A decisão da Justiça do Rio de Janeiro que embasou a megaoperação na zona norte da capital, deflagrada na terça-feira (28/10), cita passagens criminais anteriores dos suspeitos e aponta que as prisões eram válidas tendo em vista que seria “pueril” imaginar que sua vida criminosa “cessará como que por encanto”.

“Ora, é pueril imaginar que uma vida criminosa, como resta indiciado ser a dos acusados acima mencionados, cessará como que por encanto. Não é isso que a realidade demonstra”, afirmou o juiz Leonardo Rodrigues da Silva Picanço, da 42ª Vara Criminal da Capital, ao decretar a prisão preventiva de dezenas de investigados.

A decisão foi uma resposta a pedidos da Polícia Civil do Rio de Janeiro, vinculada ao estado fluminense, que conduziu o caso. Ao todo, o balanço da operação contabiliza 113 presos, dentre os quais 33 de outros estados.

No documento, o magistrado discorre sobre o perigo de deixar alguns dos suspeitos em liberdade, pré-requisito necessário para que haja uma decretação de prisão preventiva. Para isso, ele cita a necessidade da “garantia da ordem pública”, bem como de se  “acautelar o meio social” em decorrência da possibilidade do cometimento de novos crimes.

Tais fatores, segundo o juiz, estão presentes no caso examinado, que demonstra um “modus operandi” de suas condutas delitivas.

Segundo o magistrado, quase todos os suspeitos têm um histórico de infrações por delitos diversos. Para ele, isso denota, a princípio, “personalidades voltadas à violação da ordem jurídica e […] deixam revelar que o crime consubstancia verdadeiramente seus meios de subsistência” – razão pela qual suas prisões seriam “imperativas” para a garantia da ordem pública.

“Com efeito, o risco de reiteração (no caso, mais precisamente, de persistência) delitiva é óbvio e inegável, e não fruto de mera especulação ou afirmações genéricas, máxime quando se observa que a conduta atribuída aos denunciados se protrai no tempo, encontrando-se a mesma em plena atividade”, ressalta.

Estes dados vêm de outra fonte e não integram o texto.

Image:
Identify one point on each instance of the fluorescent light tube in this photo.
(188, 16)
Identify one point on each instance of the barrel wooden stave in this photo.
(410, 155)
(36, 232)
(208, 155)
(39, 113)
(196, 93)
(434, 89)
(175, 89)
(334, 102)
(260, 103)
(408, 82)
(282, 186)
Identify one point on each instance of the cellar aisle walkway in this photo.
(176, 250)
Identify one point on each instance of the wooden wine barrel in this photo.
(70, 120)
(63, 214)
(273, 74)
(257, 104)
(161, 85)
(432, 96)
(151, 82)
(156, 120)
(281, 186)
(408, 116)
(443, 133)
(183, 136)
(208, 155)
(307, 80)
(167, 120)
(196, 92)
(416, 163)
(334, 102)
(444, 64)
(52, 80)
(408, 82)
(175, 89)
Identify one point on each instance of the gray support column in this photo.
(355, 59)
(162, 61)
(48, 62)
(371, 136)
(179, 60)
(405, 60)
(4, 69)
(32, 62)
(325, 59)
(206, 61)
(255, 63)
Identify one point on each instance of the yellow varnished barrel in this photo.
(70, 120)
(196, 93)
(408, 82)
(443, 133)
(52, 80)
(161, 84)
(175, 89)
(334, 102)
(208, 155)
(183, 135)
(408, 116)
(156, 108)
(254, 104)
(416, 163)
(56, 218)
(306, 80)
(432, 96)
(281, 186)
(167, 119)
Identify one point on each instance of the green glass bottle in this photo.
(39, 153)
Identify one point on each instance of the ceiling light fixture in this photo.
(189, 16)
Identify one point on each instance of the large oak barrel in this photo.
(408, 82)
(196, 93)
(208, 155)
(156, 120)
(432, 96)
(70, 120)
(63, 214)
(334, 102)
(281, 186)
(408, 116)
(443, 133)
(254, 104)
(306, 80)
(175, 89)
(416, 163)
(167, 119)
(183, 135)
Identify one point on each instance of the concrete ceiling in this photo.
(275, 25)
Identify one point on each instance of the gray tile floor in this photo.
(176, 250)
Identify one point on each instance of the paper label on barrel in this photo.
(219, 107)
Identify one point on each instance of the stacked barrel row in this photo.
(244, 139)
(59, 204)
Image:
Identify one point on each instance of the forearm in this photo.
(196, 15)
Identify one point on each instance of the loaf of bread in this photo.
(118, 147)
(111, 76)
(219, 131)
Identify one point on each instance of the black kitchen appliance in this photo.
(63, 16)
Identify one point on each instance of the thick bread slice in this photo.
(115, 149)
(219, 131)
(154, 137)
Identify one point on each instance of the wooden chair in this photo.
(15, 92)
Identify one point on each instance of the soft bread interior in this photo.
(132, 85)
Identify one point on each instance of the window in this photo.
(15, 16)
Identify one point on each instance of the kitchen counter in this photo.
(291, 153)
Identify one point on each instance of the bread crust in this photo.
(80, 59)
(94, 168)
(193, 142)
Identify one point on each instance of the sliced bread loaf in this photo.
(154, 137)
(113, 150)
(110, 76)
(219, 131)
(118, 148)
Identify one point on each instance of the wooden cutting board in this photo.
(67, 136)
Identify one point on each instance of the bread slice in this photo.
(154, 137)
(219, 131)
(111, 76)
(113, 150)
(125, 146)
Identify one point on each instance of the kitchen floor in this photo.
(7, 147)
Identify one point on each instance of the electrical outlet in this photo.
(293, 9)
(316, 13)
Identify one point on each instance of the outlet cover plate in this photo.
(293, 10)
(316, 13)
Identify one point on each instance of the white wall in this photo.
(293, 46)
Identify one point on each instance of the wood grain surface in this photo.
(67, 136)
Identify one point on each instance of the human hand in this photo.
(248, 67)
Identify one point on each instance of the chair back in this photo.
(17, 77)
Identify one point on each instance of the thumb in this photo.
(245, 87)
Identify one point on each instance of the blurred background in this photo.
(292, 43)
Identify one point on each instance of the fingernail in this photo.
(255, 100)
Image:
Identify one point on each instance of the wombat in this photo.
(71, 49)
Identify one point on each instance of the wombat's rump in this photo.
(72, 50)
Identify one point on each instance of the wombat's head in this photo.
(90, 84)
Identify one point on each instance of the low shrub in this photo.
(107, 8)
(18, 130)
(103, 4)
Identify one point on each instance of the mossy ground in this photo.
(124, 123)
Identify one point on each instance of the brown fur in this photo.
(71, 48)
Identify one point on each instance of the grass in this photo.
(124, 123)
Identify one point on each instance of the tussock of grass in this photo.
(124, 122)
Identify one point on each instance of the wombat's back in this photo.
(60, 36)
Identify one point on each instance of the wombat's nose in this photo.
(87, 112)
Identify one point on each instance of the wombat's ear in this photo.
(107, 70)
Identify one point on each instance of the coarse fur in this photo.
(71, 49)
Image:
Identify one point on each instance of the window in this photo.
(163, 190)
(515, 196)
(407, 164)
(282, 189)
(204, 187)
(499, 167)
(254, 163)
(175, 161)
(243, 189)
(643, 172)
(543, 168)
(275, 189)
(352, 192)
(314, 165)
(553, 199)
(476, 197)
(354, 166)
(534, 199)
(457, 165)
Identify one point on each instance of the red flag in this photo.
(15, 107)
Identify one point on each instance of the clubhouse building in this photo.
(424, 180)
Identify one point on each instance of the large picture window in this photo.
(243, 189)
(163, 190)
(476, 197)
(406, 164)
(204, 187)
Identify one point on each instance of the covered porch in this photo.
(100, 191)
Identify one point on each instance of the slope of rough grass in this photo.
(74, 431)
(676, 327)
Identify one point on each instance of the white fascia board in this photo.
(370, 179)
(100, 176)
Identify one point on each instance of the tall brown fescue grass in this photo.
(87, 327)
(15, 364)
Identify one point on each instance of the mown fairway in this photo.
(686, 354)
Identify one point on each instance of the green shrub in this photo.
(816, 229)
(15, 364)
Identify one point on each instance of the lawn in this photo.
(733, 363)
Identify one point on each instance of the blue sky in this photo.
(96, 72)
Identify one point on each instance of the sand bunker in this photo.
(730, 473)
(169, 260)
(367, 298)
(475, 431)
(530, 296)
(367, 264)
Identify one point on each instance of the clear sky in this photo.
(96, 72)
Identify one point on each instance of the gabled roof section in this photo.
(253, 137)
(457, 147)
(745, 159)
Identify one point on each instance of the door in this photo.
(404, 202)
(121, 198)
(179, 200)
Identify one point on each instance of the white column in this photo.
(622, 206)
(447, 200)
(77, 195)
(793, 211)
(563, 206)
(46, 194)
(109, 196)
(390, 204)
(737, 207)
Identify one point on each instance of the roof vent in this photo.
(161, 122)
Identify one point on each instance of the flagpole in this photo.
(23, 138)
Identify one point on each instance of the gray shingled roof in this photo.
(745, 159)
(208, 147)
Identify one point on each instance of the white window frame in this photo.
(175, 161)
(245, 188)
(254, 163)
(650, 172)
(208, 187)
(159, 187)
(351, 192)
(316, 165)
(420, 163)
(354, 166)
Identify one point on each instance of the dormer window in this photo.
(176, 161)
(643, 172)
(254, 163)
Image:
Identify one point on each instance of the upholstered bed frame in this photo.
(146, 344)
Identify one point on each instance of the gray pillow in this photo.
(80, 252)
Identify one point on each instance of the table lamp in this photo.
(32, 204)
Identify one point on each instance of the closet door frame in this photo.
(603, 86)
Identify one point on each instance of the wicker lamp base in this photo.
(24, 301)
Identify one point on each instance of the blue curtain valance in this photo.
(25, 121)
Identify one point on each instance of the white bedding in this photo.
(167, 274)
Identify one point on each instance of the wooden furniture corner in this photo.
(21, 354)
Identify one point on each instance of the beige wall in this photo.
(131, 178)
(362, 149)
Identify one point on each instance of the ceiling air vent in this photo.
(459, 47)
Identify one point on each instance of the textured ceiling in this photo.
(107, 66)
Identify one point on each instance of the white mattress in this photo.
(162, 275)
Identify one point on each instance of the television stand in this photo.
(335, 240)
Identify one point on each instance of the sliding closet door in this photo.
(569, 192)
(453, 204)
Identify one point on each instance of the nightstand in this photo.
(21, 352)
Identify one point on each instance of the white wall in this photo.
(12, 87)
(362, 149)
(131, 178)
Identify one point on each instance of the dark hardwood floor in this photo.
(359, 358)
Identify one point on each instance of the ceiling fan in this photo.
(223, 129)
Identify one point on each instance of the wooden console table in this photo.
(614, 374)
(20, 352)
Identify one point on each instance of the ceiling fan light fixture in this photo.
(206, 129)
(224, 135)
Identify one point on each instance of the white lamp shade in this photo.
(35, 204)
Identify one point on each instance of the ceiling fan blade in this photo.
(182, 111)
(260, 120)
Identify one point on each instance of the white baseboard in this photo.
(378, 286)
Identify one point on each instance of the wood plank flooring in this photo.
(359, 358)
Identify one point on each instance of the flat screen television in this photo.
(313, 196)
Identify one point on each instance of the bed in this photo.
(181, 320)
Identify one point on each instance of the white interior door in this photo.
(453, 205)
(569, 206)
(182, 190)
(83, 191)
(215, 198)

O juiz também pontua que alguns dos suspeitos, embora não tenham precedentes criminais ou possuam condições pessoais favoráveis, isso por si só não garante seu direito à liberdade, uma vez que há razões que recomendam sua segregação social, por meio das investigações.

Com relação a essas pessoas, o magistrado afirma que nos autos estão presentes indícios, como fotos dos referidos suspeitos em pontos de vendas de droga e portando armas de grosso calibre, que justificam suas prisões preventiva, uma vez que evidenciam “que suas liberdades colocariam em risco à ordem pública, ante a habitualidade e persistência da conduta perpetrada”.

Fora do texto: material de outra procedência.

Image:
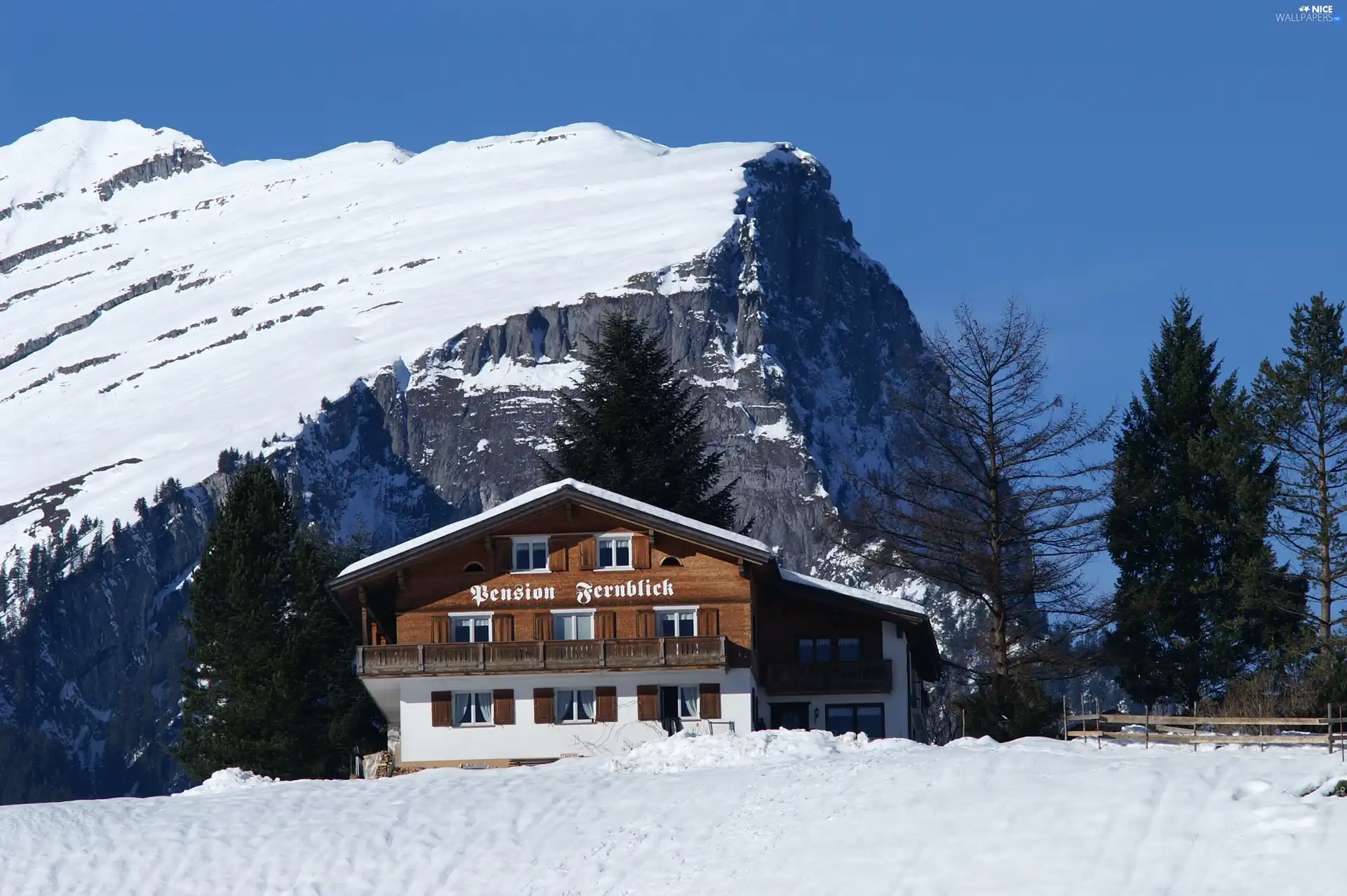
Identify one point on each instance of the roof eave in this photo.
(568, 493)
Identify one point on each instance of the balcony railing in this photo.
(531, 657)
(872, 676)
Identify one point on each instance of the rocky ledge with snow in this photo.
(391, 328)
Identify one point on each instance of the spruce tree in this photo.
(1301, 407)
(632, 424)
(1199, 597)
(269, 685)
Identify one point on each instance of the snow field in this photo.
(767, 813)
(272, 285)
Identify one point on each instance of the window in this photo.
(679, 701)
(471, 708)
(815, 650)
(688, 702)
(531, 556)
(675, 623)
(471, 629)
(572, 627)
(615, 553)
(862, 718)
(575, 705)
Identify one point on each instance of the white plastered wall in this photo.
(423, 743)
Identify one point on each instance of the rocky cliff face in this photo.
(792, 336)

Megaoperação no Rio de Janeiro. Moradores empilham e fazem contagem de corpos após operação da polícia contra o CV no Rio de Janeiro.

Megaoperação no RJ

A Operação Contenção mobilizou cerca de 2,5 mil policiais civis e militares, com o objetivo de conter a expansão territorial do Comando Vermelho (CV) e cumprir cerca de 100 mandados de prisão.

O número de mortos, que subiu para 121, foi atualizado pela Polícia Civil do Rio de Janeiro na manhã desta quinta-feira (30). A revisão foi feita após novos registros de entrada de corpos no Instituto Médico Legal (IML) Afrânio Peixoto, no centro da cidade.

Os dados consolidam a operação como a mais letal da história do estado.